Beberapa perubahan yang penting adalah :
e. Pasal 20  berbunyi :  Tiap-tiap Undang-undang menghendaki persetujuan DPR;
Diubah menjadi : Pasal 20A; DPR memiliki fungsi legislasi, fungsi anggaran, dan fungsi pengawasan.
f.        Pasal 26 ayat (2) berbunyi : Syarat-syarat yang mengenai kewarganegaraan Negara ditetapkan dengan Undang-undang
Diubah menjadi : Penduduk ialah warga Negara Indonesia dan orang asing yang bertempat tinggal di Indonesia
g.  Pasal 28  memuat 3 hak asasi manusia diperluas menjadi 13   hak asasi manusia.

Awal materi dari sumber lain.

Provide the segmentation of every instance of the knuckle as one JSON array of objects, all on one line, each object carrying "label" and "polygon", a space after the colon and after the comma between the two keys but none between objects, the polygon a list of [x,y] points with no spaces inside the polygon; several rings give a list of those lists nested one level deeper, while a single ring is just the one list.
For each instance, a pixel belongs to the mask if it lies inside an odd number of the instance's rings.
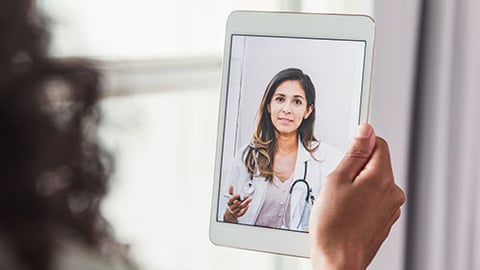
[{"label": "knuckle", "polygon": [[381,137],[381,136],[377,136],[377,143],[381,144],[381,145],[388,145],[387,141]]},{"label": "knuckle", "polygon": [[335,185],[340,183],[342,179],[345,179],[346,175],[342,170],[332,171],[326,178],[324,185]]},{"label": "knuckle", "polygon": [[405,201],[407,200],[407,196],[405,192],[397,186],[397,197],[398,197],[398,203],[400,205],[403,205]]},{"label": "knuckle", "polygon": [[402,209],[398,208],[393,216],[393,222],[396,222],[402,215]]},{"label": "knuckle", "polygon": [[399,208],[406,201],[406,195],[403,190],[397,186],[395,183],[391,184],[391,191],[389,192],[392,204]]},{"label": "knuckle", "polygon": [[389,180],[389,177],[379,177],[380,180],[376,183],[376,188],[378,192],[382,192],[384,196],[388,196],[389,200],[395,199],[395,184]]},{"label": "knuckle", "polygon": [[368,151],[368,149],[365,149],[365,148],[362,148],[362,147],[354,146],[354,147],[351,147],[348,150],[346,156],[350,159],[364,160],[364,159],[370,157],[370,151]]},{"label": "knuckle", "polygon": [[337,179],[339,177],[340,177],[340,173],[338,172],[338,170],[333,170],[329,175],[327,175],[328,181],[332,179]]},{"label": "knuckle", "polygon": [[390,152],[388,142],[382,137],[377,137],[376,147],[378,149],[382,149],[383,151],[386,151],[387,153]]}]

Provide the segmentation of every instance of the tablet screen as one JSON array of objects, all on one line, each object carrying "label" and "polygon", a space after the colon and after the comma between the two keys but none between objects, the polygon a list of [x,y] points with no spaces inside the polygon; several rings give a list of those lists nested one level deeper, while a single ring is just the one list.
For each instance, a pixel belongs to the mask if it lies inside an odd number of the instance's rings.
[{"label": "tablet screen", "polygon": [[217,221],[308,232],[360,121],[366,42],[234,34],[229,49]]}]

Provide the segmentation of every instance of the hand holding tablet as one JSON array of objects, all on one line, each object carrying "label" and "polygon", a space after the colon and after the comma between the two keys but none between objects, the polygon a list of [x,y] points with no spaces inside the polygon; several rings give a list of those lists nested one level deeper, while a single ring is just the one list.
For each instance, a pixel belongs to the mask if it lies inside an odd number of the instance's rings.
[{"label": "hand holding tablet", "polygon": [[366,269],[404,202],[405,194],[394,182],[387,143],[363,124],[312,210],[313,268]]},{"label": "hand holding tablet", "polygon": [[309,256],[318,193],[368,120],[373,36],[366,16],[231,14],[212,242]]}]

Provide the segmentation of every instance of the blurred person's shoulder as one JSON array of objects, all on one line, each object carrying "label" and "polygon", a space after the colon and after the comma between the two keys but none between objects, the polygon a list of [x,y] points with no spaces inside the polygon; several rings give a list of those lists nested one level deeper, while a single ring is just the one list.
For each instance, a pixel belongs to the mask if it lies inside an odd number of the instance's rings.
[{"label": "blurred person's shoulder", "polygon": [[[0,239],[0,269],[24,269],[22,263],[15,258],[8,245]],[[76,240],[60,241],[53,256],[52,270],[138,270],[130,260],[121,254],[102,254]]]},{"label": "blurred person's shoulder", "polygon": [[20,265],[7,244],[0,237],[0,269],[20,269]]},{"label": "blurred person's shoulder", "polygon": [[138,270],[139,268],[120,250],[98,251],[81,241],[62,241],[56,256],[55,269],[70,270]]}]

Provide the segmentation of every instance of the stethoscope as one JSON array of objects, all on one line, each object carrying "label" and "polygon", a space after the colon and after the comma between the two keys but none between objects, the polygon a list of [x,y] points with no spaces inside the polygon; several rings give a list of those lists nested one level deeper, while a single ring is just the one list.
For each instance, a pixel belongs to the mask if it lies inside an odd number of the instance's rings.
[{"label": "stethoscope", "polygon": [[312,188],[310,187],[310,185],[308,184],[308,182],[305,180],[307,179],[307,170],[308,170],[308,166],[307,166],[307,162],[305,161],[304,163],[304,169],[303,169],[303,178],[302,179],[297,179],[293,182],[292,186],[290,187],[290,190],[288,191],[289,193],[289,196],[292,195],[292,192],[293,192],[293,189],[295,188],[295,185],[297,185],[298,183],[303,183],[305,185],[305,187],[307,188],[307,192],[306,193],[306,196],[305,196],[305,201],[308,203],[308,200],[310,199],[311,202],[312,202],[312,205],[313,203],[315,202],[315,196],[313,196],[312,194]]},{"label": "stethoscope", "polygon": [[[305,161],[303,164],[304,164],[303,178],[293,181],[292,185],[290,186],[290,190],[288,191],[288,196],[287,196],[287,199],[286,199],[287,202],[290,202],[291,197],[292,197],[292,193],[293,193],[295,187],[297,186],[297,184],[304,184],[305,185],[305,187],[306,187],[305,205],[303,206],[302,215],[301,215],[300,221],[297,224],[296,228],[298,228],[300,226],[300,224],[302,224],[302,222],[303,222],[305,209],[307,208],[307,204],[309,203],[309,201],[311,201],[312,205],[315,202],[315,196],[312,194],[313,190],[310,187],[310,184],[308,184],[308,182],[306,180],[307,179],[307,171],[308,171],[307,161]],[[246,195],[252,195],[254,192],[255,192],[255,184],[253,183],[253,176],[250,176],[250,178],[243,185],[243,193],[246,194]],[[286,211],[287,211],[287,207],[284,208],[284,213],[283,213],[283,219],[284,219],[283,223],[284,223],[285,226],[286,226],[286,220],[285,220]]]}]

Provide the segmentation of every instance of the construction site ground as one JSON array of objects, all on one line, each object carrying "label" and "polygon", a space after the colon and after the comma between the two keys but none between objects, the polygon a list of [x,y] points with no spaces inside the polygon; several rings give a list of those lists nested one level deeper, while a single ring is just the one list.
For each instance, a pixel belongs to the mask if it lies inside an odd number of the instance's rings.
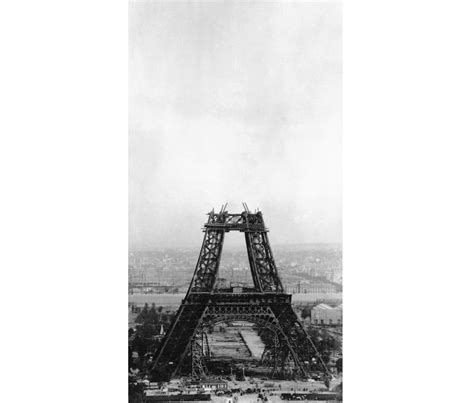
[{"label": "construction site ground", "polygon": [[[334,391],[338,385],[342,383],[342,375],[335,377],[331,381],[329,391]],[[273,384],[272,387],[266,387],[265,384]],[[247,389],[259,388],[262,391],[263,396],[265,396],[269,403],[282,403],[288,402],[287,400],[282,400],[280,395],[282,393],[325,393],[328,392],[328,388],[320,381],[291,381],[291,380],[281,380],[281,381],[267,381],[267,380],[258,380],[258,379],[249,379],[246,381],[229,381],[228,389],[240,389],[245,391]],[[232,396],[216,396],[212,394],[212,400],[216,403],[229,403],[229,399],[232,401],[238,401],[241,403],[260,403],[262,400],[259,398],[258,393],[250,394],[240,394],[238,392],[233,393]],[[308,400],[305,400],[308,401]],[[321,402],[321,400],[318,400]]]}]

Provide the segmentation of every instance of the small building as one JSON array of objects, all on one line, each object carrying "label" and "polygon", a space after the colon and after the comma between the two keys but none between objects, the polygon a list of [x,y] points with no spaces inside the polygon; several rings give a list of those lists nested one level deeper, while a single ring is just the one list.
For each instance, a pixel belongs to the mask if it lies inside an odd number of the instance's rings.
[{"label": "small building", "polygon": [[311,310],[311,323],[317,325],[342,325],[342,304],[335,308],[327,304],[316,305]]}]

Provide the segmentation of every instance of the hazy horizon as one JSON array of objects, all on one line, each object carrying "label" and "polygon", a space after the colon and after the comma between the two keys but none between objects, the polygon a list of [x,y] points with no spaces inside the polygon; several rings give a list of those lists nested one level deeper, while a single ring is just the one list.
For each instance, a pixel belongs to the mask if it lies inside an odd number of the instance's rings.
[{"label": "hazy horizon", "polygon": [[[196,244],[188,244],[188,245],[176,245],[176,246],[158,246],[155,247],[154,249],[139,249],[139,248],[132,248],[129,247],[129,252],[134,253],[134,252],[161,252],[163,250],[180,250],[180,249],[186,249],[186,250],[196,250],[196,253],[199,253],[199,249],[201,248],[202,245],[202,237],[201,237],[201,242],[196,243]],[[342,242],[308,242],[308,243],[273,243],[270,240],[270,246],[272,249],[286,249],[286,248],[307,248],[307,247],[318,247],[318,246],[337,246],[342,248]],[[198,249],[196,249],[198,248]],[[243,250],[246,251],[246,246],[245,246],[245,239],[242,236],[242,244],[236,244],[235,242],[232,244],[227,244],[226,239],[224,240],[224,249],[226,250],[231,250],[231,251],[236,251],[236,250]]]},{"label": "hazy horizon", "polygon": [[334,1],[129,4],[130,250],[242,201],[272,246],[342,242],[341,37]]}]

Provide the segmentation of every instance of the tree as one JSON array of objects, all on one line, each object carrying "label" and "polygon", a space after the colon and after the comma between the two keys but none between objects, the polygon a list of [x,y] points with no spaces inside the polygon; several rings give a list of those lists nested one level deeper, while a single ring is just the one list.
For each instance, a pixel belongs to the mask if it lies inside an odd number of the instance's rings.
[{"label": "tree", "polygon": [[338,373],[342,372],[342,357],[336,361],[336,369]]},{"label": "tree", "polygon": [[147,317],[145,318],[145,323],[150,323],[150,324],[158,324],[160,318],[158,317],[158,313],[156,312],[156,307],[155,303],[151,305],[150,312],[148,312]]},{"label": "tree", "polygon": [[144,323],[146,318],[148,317],[148,304],[145,304],[142,311],[138,314],[137,318],[135,319],[136,323]]},{"label": "tree", "polygon": [[305,306],[303,308],[303,310],[301,311],[301,317],[303,319],[311,318],[311,307],[310,306]]}]

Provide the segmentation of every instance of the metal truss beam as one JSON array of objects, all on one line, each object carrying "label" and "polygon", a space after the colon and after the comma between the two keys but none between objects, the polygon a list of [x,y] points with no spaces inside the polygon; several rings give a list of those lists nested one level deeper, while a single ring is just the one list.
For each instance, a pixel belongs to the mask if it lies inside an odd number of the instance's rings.
[{"label": "metal truss beam", "polygon": [[[229,231],[245,235],[254,288],[244,293],[215,289],[224,235]],[[307,377],[315,362],[327,372],[291,307],[291,295],[283,292],[267,232],[261,212],[252,214],[246,208],[241,214],[229,214],[223,208],[219,213],[209,213],[188,293],[154,357],[155,379],[175,376],[185,362],[192,375],[204,376],[209,356],[206,329],[238,320],[255,323],[273,334],[273,343],[265,347],[262,361],[271,362],[274,374]]]}]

C. Perubahan III diadakan pada tanggal 9 November 2001;
Pada amandemen III ini, pasal-pasal UUD 1945 yang diubah ialah 19 pasal yaitu: Pasal 1 ayat (2) dan (3), 3 ayat (1) s/d (3), 6 ayat (1) s/d (3), 6A ayat (1), (2), (3) dan (5), 7A, 7B ayat (1) s/d (7), 7C, 8 ayat (1) s/d (3), 11 ayat (2) dan (3), 17 ayat (4), 22C ayat (1) s/d (4), 22D ayat (1) s/d (4), 22E ayat (1) s/d (3), 23F ayat (1) dan (2), 23G ayat (1) dan (2), 24 ayat (1) dan (2), 24A ayat (1) s/d (5), 24B ayat (1) s/d (4), 24C ayat  (1) s/d (6).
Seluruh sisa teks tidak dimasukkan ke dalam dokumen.